Engineers Probe Mechanics Behind Rapid-aging Disease

Researchers at MIT and Carnegie Mellon University are using both civil engineering and bioengineering approaches to study the behavior of a protein associated with progeria, a rare disorder in children that causes extremely rapid aging and usually ends in death from cardiovascular disease before age 16. The disease is marked by the deletion of 50 amino acids near the end of the lamin A protein, which helps support a cell's nuclear membrane. At MIT, the researchers used molecular modeling -- which obeys the laws of physics at the molecular scale -- to simulate the behavior of the protein's tail under stress in much the same way a traditional civil engineer might test the strength of a beam: by applying pressure. In this instance, they created exact replicas of healthy and mutated lamin A protein tails, pulling on them to see how they unraveled.

"The application of engineering mechanics to understand the process of rapid aging disease may seem odd, but it actually makes a lot of sense," says Markus Buehler, a professor in MIT's Department of Civil and Environmental Engineering who also studies structural proteins found in bone and collagen. In this new research, he worked with Kris Dahl, professor of biomedical engineering and chemical engineering at Carnegie Mellon, and graduate students Zhao Qin of MIT and Agnieszka Kalinowski of Carnegie Mellon. They published their findings in the September issue of the Journal of Structural Biology.

In its natural state, a protein -- and its tail -- exist in complex folded configurations that differ for each protein type. Many misfolded proteins are associated with diseases. In molecular simulations, Qin and Buehler found that the healthy lamin A protein tail unravels sequentially along its backbone strand, one amino acid at a time.

"It behaved much as if I pulled on a loose thread on my shirt cuff and watched it pull out stitch by stitch," said Qin.

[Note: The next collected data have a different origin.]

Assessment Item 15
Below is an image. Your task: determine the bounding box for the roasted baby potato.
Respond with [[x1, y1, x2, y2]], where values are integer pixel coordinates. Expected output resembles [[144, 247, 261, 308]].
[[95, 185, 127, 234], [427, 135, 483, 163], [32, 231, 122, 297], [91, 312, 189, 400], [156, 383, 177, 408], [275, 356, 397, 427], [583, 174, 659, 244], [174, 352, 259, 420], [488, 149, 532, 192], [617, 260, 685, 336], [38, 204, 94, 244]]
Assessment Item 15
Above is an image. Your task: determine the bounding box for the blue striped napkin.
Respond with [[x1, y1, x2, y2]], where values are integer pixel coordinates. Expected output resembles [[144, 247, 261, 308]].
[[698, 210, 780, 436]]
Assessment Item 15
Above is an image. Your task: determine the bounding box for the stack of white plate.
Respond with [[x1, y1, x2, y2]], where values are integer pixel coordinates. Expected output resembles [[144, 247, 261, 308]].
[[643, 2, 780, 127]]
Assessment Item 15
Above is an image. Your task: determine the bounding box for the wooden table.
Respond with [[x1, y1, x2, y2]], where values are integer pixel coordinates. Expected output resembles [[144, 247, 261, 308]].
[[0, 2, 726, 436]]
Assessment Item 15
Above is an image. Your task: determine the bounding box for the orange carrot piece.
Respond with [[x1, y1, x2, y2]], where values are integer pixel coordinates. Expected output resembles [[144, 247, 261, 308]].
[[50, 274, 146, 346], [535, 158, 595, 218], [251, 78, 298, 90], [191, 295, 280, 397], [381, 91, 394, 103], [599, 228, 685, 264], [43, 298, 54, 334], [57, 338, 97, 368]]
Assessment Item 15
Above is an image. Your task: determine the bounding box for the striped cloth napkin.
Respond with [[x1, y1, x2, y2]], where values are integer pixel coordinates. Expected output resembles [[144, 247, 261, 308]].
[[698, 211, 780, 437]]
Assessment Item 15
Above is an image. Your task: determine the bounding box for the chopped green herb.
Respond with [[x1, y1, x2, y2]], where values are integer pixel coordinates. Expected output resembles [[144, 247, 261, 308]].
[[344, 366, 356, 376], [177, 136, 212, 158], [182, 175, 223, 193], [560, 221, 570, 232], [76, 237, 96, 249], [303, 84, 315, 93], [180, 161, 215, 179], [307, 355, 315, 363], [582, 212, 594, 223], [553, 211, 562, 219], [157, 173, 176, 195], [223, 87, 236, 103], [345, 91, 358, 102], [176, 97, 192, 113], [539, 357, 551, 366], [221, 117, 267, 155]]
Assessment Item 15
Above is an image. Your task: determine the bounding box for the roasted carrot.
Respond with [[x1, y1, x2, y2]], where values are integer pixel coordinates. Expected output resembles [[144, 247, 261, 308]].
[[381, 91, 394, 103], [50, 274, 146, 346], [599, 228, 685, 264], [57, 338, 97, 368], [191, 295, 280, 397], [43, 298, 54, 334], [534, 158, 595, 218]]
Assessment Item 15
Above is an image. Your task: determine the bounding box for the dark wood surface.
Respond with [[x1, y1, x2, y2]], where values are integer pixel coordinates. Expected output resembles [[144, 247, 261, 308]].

By contrast, the mutant protein tail, when pulled, first breaks nearly in half, forming a large gap near the middle of its folded structure, then begins unfolding sequentially. The MIT scientists deduced that it takes an additional 70 kilocalories per mole (a unit of energy) to straighten the mutant tails, meaning the mutant protein is actually more stable than its healthy counterpart.

At Carnegie Mellon, Dahl and Kalinowski studied the same topic by subjecting lamin A protein tails to heat, which causes proteins to denature or unfold. In their lab, they observed the same pattern of unraveling in healthy and mutated proteins as the MIT engineers did in their atomistic simulation.